The Impact of High Failure Rates on UPI Users

For UPI users, SBI’s high TD rate can be incredibly frustrating. As UPI becomes an essential tool for digital transactions in India, payment failures become a significant barrier to a smooth user experience. These disruptions are particularly impactful when users attempt to make urgent or important payments, such as paying bills or transferring money for essential services.
Moreover, third-party apps that rely on SBI’s infrastructure, such as Google Pay, Paytm, and PhonePe, also face challenges due to these failures. Since these apps depend on banks like SBI as their payment service providers (PSPs), users often face delays, failed transactions, or errors during transactions.
As UPI grows in popularity and becomes the primary payment method for millions of users, ensuring a reliable and seamless experience is crucial. With SBI’s high TD rate, the platform risks losing customer trust and affecting the overall growth trajectory of digital payments.
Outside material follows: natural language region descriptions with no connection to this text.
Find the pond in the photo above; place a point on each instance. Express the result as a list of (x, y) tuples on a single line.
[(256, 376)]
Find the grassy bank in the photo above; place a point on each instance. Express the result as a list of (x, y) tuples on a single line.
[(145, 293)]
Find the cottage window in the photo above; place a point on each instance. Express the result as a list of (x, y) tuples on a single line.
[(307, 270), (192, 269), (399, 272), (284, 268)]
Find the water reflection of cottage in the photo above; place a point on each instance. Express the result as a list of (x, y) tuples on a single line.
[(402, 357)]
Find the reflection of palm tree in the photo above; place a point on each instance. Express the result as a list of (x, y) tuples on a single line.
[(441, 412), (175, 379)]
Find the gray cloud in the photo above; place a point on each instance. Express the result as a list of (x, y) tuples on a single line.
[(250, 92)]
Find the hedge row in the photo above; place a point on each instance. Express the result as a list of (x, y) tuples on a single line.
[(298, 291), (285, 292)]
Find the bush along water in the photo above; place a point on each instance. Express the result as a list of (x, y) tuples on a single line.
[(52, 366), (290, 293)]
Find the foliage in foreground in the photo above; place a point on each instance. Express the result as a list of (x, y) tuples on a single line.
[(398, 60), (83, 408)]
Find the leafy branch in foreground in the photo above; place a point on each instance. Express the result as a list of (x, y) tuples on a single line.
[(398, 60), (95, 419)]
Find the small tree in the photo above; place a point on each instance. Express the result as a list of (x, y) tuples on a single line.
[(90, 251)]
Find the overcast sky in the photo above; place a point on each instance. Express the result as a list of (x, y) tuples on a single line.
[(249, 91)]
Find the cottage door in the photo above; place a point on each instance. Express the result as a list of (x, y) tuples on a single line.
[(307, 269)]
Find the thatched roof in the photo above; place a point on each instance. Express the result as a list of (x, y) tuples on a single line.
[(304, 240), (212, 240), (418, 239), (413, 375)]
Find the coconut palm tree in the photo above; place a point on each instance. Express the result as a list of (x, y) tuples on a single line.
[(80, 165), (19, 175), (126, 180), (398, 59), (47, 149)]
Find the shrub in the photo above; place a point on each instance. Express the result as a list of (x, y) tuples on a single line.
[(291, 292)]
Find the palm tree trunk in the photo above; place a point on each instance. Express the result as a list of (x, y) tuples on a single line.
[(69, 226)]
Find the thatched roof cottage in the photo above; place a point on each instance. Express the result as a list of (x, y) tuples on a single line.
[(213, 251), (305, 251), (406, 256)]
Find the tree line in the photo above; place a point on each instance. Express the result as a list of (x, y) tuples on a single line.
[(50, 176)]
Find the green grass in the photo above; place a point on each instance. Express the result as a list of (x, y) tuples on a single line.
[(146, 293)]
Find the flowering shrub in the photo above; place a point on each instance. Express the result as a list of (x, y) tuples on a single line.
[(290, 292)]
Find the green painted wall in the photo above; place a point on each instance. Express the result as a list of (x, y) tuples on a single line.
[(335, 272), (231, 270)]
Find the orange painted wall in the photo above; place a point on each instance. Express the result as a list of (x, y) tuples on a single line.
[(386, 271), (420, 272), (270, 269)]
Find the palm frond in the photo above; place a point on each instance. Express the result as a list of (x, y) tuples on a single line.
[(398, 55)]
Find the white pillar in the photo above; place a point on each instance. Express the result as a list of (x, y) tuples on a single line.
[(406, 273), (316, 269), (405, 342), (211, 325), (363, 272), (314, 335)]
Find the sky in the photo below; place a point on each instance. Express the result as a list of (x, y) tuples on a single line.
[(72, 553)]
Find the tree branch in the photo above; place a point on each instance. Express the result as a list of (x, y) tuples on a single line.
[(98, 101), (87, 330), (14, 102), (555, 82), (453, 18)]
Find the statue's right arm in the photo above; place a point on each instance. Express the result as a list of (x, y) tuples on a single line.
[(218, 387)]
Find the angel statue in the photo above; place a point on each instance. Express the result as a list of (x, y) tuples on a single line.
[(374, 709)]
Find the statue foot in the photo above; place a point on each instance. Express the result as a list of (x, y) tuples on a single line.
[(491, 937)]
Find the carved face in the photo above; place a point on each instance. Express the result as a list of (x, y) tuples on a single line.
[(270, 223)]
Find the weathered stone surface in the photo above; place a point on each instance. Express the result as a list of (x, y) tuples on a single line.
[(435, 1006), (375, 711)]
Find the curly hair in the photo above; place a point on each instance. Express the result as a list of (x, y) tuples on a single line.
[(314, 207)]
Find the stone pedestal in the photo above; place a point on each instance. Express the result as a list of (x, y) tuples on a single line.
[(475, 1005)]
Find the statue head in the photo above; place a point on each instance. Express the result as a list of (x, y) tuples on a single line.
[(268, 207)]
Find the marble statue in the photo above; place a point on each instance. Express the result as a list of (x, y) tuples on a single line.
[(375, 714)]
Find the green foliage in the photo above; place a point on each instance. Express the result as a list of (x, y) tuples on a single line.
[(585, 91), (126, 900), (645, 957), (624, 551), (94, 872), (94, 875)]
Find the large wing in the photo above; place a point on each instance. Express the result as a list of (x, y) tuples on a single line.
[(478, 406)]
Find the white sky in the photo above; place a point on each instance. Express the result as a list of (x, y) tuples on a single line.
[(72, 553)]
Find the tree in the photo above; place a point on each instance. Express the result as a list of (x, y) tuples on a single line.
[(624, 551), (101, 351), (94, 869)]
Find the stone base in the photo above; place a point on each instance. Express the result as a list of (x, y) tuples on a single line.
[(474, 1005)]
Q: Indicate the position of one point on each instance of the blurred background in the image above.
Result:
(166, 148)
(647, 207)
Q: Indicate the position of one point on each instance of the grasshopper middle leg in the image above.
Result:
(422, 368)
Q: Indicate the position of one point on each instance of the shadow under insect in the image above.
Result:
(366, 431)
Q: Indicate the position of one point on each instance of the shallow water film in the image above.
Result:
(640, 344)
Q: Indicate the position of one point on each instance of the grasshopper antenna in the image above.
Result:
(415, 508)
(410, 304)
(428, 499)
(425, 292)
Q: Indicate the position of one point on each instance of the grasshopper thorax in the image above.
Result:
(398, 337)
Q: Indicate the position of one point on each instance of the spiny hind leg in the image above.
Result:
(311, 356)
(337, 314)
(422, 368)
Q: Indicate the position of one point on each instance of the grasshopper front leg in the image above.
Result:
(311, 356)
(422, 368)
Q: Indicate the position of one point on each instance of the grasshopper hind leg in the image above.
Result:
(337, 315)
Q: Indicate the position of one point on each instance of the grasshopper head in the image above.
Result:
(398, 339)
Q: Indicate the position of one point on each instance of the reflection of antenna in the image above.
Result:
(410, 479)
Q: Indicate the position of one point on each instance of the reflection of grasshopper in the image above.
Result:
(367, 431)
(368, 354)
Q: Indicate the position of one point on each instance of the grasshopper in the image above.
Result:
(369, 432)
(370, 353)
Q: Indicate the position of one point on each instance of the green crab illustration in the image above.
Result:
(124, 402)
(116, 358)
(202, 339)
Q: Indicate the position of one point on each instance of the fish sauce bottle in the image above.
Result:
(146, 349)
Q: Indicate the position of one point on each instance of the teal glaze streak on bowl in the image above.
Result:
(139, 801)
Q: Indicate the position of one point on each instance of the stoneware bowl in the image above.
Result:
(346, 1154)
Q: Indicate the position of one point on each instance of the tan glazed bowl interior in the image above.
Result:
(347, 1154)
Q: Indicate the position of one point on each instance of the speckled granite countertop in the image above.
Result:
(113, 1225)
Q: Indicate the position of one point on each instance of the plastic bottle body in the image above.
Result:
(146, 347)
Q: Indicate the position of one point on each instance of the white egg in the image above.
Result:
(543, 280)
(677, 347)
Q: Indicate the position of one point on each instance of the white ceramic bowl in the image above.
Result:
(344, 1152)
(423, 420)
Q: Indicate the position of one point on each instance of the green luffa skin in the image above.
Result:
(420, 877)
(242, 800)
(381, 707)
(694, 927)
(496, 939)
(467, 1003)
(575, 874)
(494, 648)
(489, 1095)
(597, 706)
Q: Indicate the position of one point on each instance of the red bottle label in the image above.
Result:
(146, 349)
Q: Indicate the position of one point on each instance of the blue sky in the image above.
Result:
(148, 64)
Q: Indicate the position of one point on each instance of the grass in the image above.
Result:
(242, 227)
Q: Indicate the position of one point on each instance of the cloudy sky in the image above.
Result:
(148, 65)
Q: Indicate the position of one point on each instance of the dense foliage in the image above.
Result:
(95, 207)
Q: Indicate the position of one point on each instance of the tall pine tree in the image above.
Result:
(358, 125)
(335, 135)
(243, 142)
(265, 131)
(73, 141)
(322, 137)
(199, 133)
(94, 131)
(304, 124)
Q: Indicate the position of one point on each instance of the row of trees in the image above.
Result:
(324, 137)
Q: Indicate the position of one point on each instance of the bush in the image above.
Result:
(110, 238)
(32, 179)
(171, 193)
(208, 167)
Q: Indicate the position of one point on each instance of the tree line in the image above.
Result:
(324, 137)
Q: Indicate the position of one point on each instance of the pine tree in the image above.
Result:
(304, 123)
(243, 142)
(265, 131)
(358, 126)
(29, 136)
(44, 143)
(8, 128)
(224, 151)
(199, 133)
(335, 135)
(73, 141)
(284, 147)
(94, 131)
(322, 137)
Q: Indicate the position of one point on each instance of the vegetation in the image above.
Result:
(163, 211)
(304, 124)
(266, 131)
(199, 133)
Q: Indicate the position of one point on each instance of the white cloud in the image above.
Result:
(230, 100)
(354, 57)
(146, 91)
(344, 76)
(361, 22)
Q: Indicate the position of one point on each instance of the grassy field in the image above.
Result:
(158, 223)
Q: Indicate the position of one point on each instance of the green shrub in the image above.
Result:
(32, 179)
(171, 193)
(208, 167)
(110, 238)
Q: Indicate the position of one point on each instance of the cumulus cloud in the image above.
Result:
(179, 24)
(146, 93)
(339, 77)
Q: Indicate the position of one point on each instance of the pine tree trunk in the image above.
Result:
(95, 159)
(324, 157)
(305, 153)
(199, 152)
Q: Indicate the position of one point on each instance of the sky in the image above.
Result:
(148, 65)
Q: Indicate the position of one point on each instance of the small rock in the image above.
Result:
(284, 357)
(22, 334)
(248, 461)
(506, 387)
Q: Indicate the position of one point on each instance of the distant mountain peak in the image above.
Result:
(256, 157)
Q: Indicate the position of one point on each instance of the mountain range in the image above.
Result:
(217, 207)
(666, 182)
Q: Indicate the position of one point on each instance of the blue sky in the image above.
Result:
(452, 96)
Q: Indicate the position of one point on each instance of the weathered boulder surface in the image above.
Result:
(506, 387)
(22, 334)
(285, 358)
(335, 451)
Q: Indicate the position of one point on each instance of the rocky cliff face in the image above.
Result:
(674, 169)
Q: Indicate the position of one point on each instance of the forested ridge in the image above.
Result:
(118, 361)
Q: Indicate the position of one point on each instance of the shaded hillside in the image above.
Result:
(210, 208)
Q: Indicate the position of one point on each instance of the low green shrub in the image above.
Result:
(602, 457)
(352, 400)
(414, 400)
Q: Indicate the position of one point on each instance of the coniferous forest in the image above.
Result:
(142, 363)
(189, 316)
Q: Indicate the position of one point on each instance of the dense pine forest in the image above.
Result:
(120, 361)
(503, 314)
The Role of NPCI and UPI’s Future

While SBI’s infrastructure struggles remain a problem, NPCI, the body responsible for overseeing UPI, maintains 100 percent uptime. This indicates that the underlying UPI system is functioning as expected, and the issue lies with individual banks like SBI. NPCI has also ensured that UPI outages are rare, but the recent disruptions—three in the last couple of weeks—highlight vulnerabilities in the system, particularly with partner banks that face technical or infrastructure-related challenges.
The most recent outage on March 26 was caused by a technical issue at NPCI itself, while the others were attributed to processing issues at partner banks due to financial year-end load. Such outages underscore the challenges faced by UPI’s ecosystem, particularly as more users and transactions come online.

Final Thoughts: What’s Next for SBI and UPI?

SBI’s high TD rate poses a considerable risk to its reputation and to the UPI system as a whole. As the leader in India’s digital payments landscape, SBI must address its technical challenges to maintain its position in the UPI ecosystem. Failure to improve its infrastructure could erode customer trust and negatively affect the entire UPI platform.

For the broader UPI ecosystem, it’s essential for all participating banks to invest in the technology and systems that ensure seamless payments. Although SBI’s high TD rate hinders UPI’s overall performance, it can help improve UPI’s success ratio and the digital payment system for millions of Indian consumers if its infrastructure is upgraded properly.